Hi. I've been experimenting with MrOtherGuy's vertical tabs script. I found that the tab bar could be moved to the right side of the window with just two simple changes:
change line 19 from: margin-left: var(--uc-vertical-tabs-width); to margin-right: var(--uc-vertical-tabs-width);
and
change line 31 from: left: 0; to right: 0;
Works for me.
Well, boolean cannot have any other values except for true and false - it wouldn't be a boolean if it did.
Although there's sort of a third option as "pref doesn't exist" but the false category includes that.
So, a @supports can query whether a preference is true. Can it also query whether a preference is false (or doesn't exist)? So, could we have a block that executes only when a preference is false (or doesn't exist)?
Yes, simply using not operator with the condition:
@supports not -moz-bool-pref("userchrome.my-pref.enabled"){
#nav-bar{ background: #f00 !important; }
}
Small caveat though, since @supports tests whether the condition is supported, it also resolves to false if the browser doesn't support the condition type. So if -moz-bool-pref() function is not supported (as is with Firefox 120 and above) then the condition is false. And thus, if you use negation then whole expression resolves to true.

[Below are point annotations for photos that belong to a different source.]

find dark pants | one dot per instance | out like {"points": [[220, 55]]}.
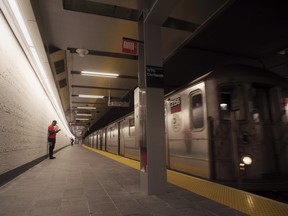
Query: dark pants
{"points": [[51, 143]]}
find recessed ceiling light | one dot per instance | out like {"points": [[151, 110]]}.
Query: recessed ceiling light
{"points": [[99, 74], [83, 114], [91, 96], [82, 119], [86, 107]]}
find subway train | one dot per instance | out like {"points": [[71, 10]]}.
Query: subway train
{"points": [[228, 126]]}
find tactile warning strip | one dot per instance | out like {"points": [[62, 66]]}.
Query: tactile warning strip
{"points": [[245, 202]]}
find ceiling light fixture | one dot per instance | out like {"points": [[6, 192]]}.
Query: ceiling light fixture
{"points": [[99, 74], [83, 114], [86, 107], [82, 119], [91, 96], [82, 52]]}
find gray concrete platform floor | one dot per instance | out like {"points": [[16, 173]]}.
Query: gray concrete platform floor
{"points": [[82, 183]]}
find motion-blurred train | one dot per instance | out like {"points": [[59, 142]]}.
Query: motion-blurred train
{"points": [[228, 126]]}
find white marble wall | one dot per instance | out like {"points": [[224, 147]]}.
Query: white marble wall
{"points": [[25, 109]]}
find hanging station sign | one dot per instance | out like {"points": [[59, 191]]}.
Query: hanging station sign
{"points": [[154, 77]]}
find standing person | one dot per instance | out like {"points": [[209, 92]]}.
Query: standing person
{"points": [[52, 138]]}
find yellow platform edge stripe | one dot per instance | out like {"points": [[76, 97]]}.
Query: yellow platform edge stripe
{"points": [[242, 201]]}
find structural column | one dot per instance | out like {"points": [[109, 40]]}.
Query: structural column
{"points": [[149, 99]]}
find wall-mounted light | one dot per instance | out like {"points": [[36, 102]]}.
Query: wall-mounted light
{"points": [[91, 96], [247, 160], [82, 52], [86, 108], [83, 114], [99, 74]]}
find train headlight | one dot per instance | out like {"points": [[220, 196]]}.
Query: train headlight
{"points": [[247, 160]]}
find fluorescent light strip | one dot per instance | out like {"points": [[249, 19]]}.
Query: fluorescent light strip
{"points": [[86, 107], [99, 74], [83, 114], [82, 119], [90, 96]]}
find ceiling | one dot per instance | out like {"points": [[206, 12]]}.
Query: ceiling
{"points": [[197, 36]]}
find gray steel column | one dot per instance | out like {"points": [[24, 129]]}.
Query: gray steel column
{"points": [[149, 98]]}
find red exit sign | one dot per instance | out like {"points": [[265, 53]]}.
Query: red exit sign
{"points": [[129, 46]]}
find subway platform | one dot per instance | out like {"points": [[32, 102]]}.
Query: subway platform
{"points": [[80, 182]]}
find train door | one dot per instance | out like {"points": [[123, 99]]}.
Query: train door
{"points": [[264, 138], [105, 131], [122, 130], [246, 132], [187, 136]]}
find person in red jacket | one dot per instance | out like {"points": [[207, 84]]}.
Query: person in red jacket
{"points": [[52, 138]]}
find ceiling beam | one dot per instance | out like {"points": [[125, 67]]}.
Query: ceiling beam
{"points": [[160, 11]]}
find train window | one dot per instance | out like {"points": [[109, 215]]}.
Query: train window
{"points": [[131, 127], [197, 112], [231, 99]]}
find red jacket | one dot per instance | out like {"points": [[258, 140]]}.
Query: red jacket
{"points": [[51, 132]]}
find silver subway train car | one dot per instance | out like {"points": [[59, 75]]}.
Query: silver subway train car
{"points": [[228, 126]]}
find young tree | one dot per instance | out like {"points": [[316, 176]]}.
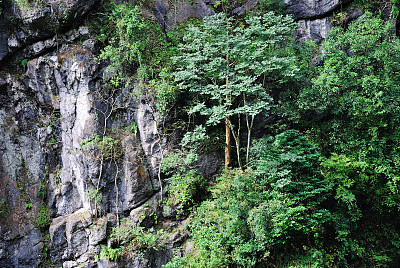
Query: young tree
{"points": [[233, 67]]}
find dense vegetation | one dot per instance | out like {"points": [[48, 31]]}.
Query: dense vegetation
{"points": [[321, 188]]}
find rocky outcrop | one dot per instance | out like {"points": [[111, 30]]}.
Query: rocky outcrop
{"points": [[36, 21], [61, 190]]}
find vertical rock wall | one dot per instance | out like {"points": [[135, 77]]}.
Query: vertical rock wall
{"points": [[59, 194]]}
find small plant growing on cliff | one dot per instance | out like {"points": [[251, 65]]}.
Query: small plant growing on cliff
{"points": [[43, 218], [131, 237]]}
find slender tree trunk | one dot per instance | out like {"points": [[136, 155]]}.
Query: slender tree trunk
{"points": [[227, 129], [227, 143]]}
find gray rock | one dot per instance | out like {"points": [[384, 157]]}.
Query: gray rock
{"points": [[3, 46], [312, 9], [316, 30], [98, 231]]}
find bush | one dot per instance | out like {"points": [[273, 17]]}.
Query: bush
{"points": [[257, 216]]}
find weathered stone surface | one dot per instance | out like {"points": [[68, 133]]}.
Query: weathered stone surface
{"points": [[35, 21], [316, 30], [312, 9], [98, 231]]}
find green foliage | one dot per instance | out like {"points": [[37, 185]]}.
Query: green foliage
{"points": [[351, 110], [230, 67], [130, 47], [3, 207], [356, 98], [131, 237], [186, 189], [28, 206], [42, 218], [133, 128], [24, 63]]}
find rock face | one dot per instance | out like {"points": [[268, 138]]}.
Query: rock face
{"points": [[76, 153]]}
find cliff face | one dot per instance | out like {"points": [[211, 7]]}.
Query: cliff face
{"points": [[55, 100]]}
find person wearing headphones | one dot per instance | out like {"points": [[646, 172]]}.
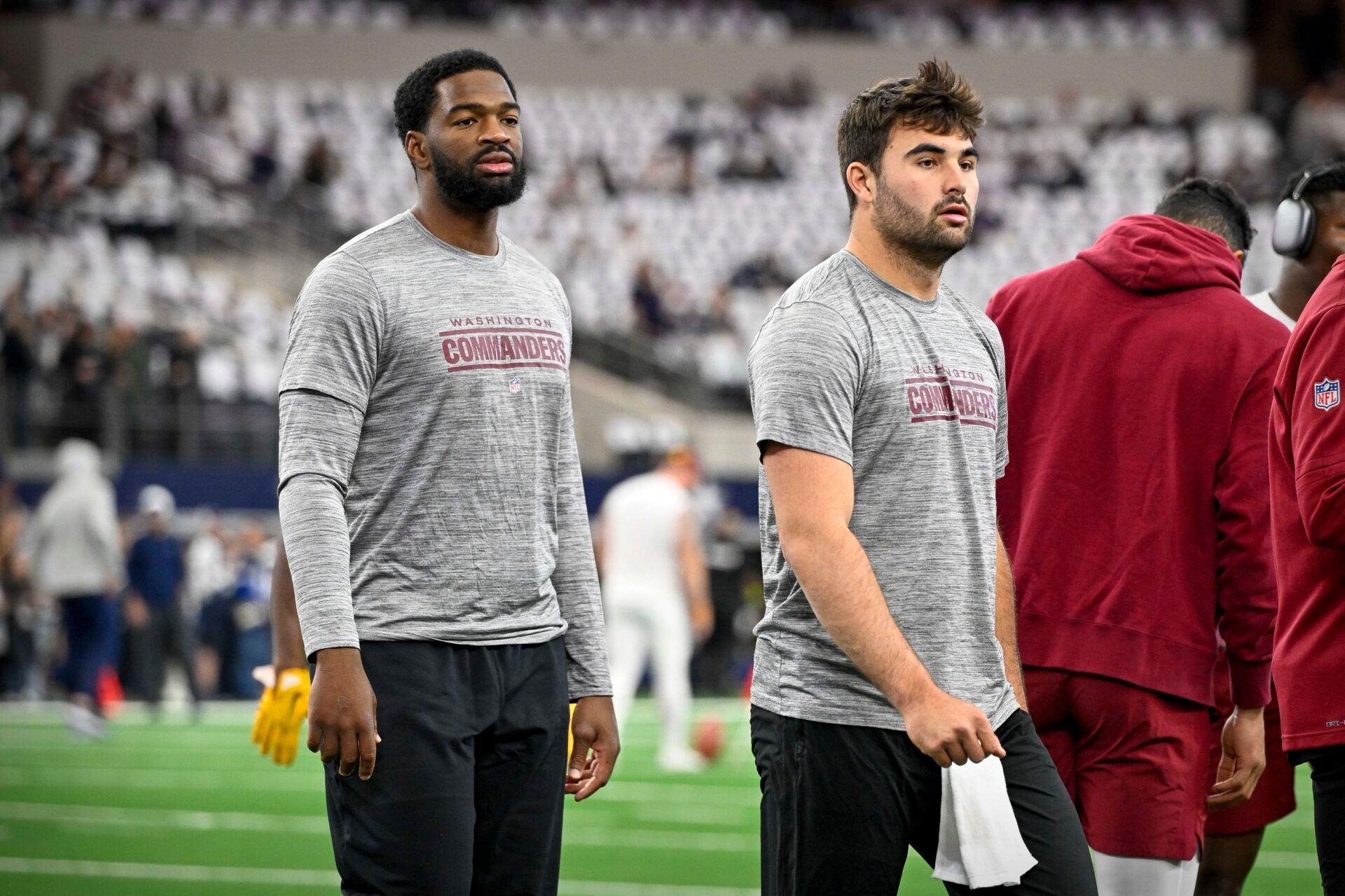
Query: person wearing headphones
{"points": [[1136, 514], [1308, 516], [1309, 235]]}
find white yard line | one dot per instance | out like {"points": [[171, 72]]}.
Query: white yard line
{"points": [[144, 871], [587, 832], [312, 878], [272, 778]]}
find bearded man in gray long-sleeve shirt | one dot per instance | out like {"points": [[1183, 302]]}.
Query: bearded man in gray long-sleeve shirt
{"points": [[435, 523]]}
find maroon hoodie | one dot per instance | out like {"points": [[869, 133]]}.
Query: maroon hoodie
{"points": [[1136, 507]]}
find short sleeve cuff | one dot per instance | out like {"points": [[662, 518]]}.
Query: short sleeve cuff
{"points": [[340, 392], [815, 443]]}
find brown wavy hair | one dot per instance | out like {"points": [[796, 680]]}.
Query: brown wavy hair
{"points": [[938, 100]]}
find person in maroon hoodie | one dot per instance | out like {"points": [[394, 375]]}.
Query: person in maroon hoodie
{"points": [[1234, 837], [1308, 518], [1136, 514]]}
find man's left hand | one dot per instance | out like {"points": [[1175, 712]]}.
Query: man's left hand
{"points": [[1243, 761], [593, 728]]}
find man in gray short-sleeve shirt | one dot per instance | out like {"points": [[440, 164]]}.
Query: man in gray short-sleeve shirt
{"points": [[435, 523], [888, 643]]}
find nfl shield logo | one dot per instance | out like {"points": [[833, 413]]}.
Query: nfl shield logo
{"points": [[1327, 393]]}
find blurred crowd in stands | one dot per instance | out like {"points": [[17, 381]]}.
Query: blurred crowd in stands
{"points": [[975, 22], [155, 229]]}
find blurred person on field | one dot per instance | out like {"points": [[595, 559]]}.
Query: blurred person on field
{"points": [[156, 576], [251, 609], [656, 595], [74, 549]]}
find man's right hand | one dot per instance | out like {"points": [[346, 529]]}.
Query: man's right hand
{"points": [[949, 731], [343, 712]]}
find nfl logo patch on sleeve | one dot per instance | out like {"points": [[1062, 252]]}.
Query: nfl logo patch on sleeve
{"points": [[1327, 393]]}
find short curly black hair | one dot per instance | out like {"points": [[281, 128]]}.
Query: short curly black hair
{"points": [[1213, 206], [416, 95]]}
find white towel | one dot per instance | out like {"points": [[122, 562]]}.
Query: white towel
{"points": [[979, 844]]}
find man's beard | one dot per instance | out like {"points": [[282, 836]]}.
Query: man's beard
{"points": [[925, 240], [463, 186]]}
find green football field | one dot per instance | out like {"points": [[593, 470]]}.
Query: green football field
{"points": [[191, 809]]}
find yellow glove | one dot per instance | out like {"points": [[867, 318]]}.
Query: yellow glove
{"points": [[288, 710]]}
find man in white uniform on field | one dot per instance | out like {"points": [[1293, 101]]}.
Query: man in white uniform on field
{"points": [[656, 596]]}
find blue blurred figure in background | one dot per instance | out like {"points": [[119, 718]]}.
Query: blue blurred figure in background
{"points": [[156, 574]]}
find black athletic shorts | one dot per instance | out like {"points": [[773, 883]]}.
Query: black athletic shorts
{"points": [[469, 786], [841, 805]]}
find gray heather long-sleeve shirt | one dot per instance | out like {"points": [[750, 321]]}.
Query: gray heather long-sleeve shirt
{"points": [[429, 481]]}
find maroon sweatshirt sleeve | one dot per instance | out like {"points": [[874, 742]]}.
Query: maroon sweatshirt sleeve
{"points": [[1318, 435], [1246, 571]]}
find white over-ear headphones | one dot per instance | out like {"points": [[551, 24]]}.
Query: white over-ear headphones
{"points": [[1295, 219]]}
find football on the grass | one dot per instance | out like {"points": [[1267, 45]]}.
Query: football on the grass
{"points": [[708, 738]]}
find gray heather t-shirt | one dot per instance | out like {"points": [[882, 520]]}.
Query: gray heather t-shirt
{"points": [[911, 394], [463, 498]]}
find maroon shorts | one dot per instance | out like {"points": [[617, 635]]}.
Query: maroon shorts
{"points": [[1131, 759], [1274, 795]]}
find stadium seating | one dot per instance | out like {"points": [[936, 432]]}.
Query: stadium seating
{"points": [[1076, 27], [717, 202]]}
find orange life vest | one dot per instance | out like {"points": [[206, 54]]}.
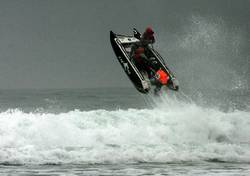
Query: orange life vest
{"points": [[138, 52], [162, 77]]}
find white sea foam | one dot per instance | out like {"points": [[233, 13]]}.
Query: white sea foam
{"points": [[171, 132]]}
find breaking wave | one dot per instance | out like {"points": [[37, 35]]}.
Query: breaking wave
{"points": [[172, 132]]}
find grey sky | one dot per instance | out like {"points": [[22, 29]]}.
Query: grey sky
{"points": [[65, 44]]}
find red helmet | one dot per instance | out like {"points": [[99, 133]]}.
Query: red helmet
{"points": [[149, 30]]}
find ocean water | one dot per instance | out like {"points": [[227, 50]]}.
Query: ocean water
{"points": [[117, 131]]}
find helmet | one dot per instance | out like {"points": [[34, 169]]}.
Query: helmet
{"points": [[139, 50], [149, 30]]}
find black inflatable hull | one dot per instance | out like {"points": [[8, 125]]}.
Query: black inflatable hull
{"points": [[121, 45]]}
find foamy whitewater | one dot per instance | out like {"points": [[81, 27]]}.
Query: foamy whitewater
{"points": [[173, 132]]}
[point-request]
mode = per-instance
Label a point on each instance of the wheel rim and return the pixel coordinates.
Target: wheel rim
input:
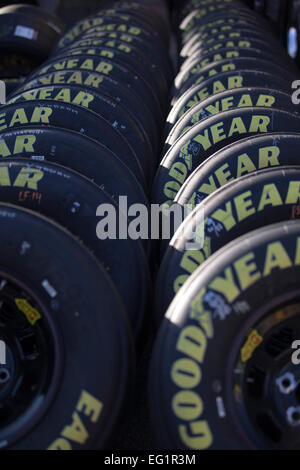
(263, 383)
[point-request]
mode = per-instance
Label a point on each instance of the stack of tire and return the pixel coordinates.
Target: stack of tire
(81, 132)
(227, 292)
(28, 35)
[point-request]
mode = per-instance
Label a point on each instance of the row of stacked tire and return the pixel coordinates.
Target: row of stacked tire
(81, 131)
(227, 291)
(28, 36)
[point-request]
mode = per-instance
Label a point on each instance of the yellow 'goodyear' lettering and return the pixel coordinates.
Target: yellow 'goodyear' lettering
(81, 98)
(39, 115)
(253, 341)
(228, 44)
(31, 313)
(230, 214)
(267, 157)
(211, 135)
(186, 371)
(27, 177)
(218, 86)
(225, 104)
(90, 64)
(67, 78)
(76, 432)
(22, 143)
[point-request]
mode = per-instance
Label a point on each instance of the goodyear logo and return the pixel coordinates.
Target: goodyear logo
(253, 341)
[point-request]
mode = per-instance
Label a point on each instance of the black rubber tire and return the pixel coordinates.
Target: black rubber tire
(112, 89)
(238, 98)
(84, 311)
(161, 60)
(208, 137)
(76, 118)
(27, 36)
(225, 81)
(272, 197)
(77, 152)
(44, 16)
(204, 329)
(135, 60)
(239, 159)
(72, 201)
(108, 109)
(111, 68)
(189, 77)
(224, 33)
(251, 62)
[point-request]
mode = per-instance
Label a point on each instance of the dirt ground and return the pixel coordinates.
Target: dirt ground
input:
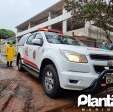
(20, 92)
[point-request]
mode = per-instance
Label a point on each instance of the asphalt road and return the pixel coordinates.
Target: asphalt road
(21, 92)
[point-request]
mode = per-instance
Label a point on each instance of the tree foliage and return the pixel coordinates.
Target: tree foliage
(98, 11)
(4, 33)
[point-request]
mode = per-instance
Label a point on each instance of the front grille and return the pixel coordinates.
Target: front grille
(100, 69)
(101, 57)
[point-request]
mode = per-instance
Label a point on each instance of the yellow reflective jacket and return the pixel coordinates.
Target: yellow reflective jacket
(10, 52)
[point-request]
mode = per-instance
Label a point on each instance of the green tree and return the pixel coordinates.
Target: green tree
(4, 33)
(98, 11)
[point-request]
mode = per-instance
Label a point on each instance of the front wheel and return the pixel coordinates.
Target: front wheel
(50, 81)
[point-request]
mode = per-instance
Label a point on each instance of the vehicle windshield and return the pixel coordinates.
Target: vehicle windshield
(55, 38)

That means that the above expression will always apply red background to nav-bar in Firefox 120 but in older Firefox version only apply it if that pref doesn't exist or exists but is set to false
You can read all about @supportsat MDN although it doesn't list the Firefox internal-only -moz-bool-pref condition.
Yikes! So -moz-bool-pref() has been removed in FF 120? Why would they do that? Is there are replacement?
So in FF < 120, one could effectively create an IF-THEN-ELSE with @supports -moz-bool-pref(test_condition) and @supports not -moz-bool-pref(test_condition)?
@supports based -moz-pref is indeed removed. But it is replaced with a media query based method, which is much nicer since it can then among other things respond to pref changes without having to restart Firefox.